2 July 2020 08:50 am

The Securities and Exchange Commission (SEC) has relaxed some Listing Rules and introduced new rules, making the route less daunting for small and medium-sized enterprises (SMEs) and business start-ups to seek a listing on the Colombo Stock Exchange (CSE) to gain access to public capital.


Similar to the developed capital markets in the West, the SEC has brought in new rules and amendments to the existing rules, to do away with the mandatory prior year positive earnings requirement for SMEs and start-ups before filing for an initial public offering (IPO).  


The SEC has approved the expansion of the current eligibility criteria by allowing the applicant entities to satisfy one of three tests stipulated by them.


The current criteria requires an IPO candidate to meet all three criteria—minimum stated capital, net profit and positive net assets—depending on the board in which the firm seeks a listing—the Main Board or Diri Savi Board. 

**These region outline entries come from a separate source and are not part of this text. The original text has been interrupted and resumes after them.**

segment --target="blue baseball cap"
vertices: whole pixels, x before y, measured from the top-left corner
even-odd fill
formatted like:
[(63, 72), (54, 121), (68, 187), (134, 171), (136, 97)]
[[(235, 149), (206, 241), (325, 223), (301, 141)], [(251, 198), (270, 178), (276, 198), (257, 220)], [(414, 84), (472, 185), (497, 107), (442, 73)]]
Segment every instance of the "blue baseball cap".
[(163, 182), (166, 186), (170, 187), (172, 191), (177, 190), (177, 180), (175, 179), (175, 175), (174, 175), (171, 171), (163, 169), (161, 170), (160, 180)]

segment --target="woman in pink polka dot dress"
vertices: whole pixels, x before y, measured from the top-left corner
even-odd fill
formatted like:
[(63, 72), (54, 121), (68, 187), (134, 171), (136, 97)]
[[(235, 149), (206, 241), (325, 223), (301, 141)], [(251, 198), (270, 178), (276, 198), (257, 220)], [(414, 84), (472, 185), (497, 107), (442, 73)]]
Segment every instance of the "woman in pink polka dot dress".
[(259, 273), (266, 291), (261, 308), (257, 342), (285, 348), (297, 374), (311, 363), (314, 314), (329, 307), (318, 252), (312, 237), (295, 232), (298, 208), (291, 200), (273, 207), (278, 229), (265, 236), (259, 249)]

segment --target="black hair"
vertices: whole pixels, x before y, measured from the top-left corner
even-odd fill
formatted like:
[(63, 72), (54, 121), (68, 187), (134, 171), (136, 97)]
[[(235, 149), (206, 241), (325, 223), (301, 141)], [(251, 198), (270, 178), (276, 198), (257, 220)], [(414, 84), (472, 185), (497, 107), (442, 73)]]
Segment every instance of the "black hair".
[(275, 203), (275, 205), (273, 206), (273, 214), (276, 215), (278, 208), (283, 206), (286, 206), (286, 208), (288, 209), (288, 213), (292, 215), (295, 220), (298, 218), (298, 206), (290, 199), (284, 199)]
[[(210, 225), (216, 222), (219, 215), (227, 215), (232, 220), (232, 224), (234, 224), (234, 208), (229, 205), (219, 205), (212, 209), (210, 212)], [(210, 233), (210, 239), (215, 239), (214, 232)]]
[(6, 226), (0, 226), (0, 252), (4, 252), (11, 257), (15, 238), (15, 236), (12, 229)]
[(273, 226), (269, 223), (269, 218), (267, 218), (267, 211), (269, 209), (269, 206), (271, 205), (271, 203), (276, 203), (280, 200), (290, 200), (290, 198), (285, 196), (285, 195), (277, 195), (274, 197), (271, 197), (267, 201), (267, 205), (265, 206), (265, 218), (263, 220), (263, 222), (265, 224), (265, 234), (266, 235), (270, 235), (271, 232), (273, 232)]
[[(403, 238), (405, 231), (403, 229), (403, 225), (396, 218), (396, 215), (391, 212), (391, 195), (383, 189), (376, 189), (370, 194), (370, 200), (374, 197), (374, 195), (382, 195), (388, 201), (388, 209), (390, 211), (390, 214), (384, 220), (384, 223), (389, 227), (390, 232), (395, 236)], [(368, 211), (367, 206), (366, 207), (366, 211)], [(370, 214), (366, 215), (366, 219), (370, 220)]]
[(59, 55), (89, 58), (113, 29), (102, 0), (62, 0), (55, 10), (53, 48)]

But the new criteria has been designed in such a way that the candidate will have to satisfy any one of the following tests— ‘profit and net assets test’ or ‘revenue and market capitalisation test’ or ‘positive operating cash flow and market capitalisation test’, to file for an IPO. 


The move is mainly aimed at attracting technology start-ups, which operate with tremendous upside earrings potential, as seen from the revenue and valuations but with limited physical assets and are yet behind profits. 


In the West, the IT-related companies such as Uber and Lyft in the ride-hailing business raised billions of dollars last year but are yet to record positive earnings.


Meanwhile, at a time when the Sri Lankan SMEs are accumulating debt, made possible by very low interest rates and the Central Bank liquidity, the easing of the route to the capital market will also enable them to raise equity and balance their funding mix without becoming overleveraged, exposing them for higher rates in 
the future. 


The SEC has also provided flexibility to the issuers to decide on the allotment basis,when the value of an IPO is more than Rs.3 billion, subject to the CSE agreeing to the proposed allotment basis.  

The new rules also propose to reduce the timeframe for an applicant entity to refund payments due on fully/partly rejected IPO applications and credit investors’ Central Depository System accounts with the securities allotted to improve efficiency.


It has also been decided to extend the timeframe to open the subscription list of an IPO from the existing requirement to allow the applicant to select the most opportune time to proceed.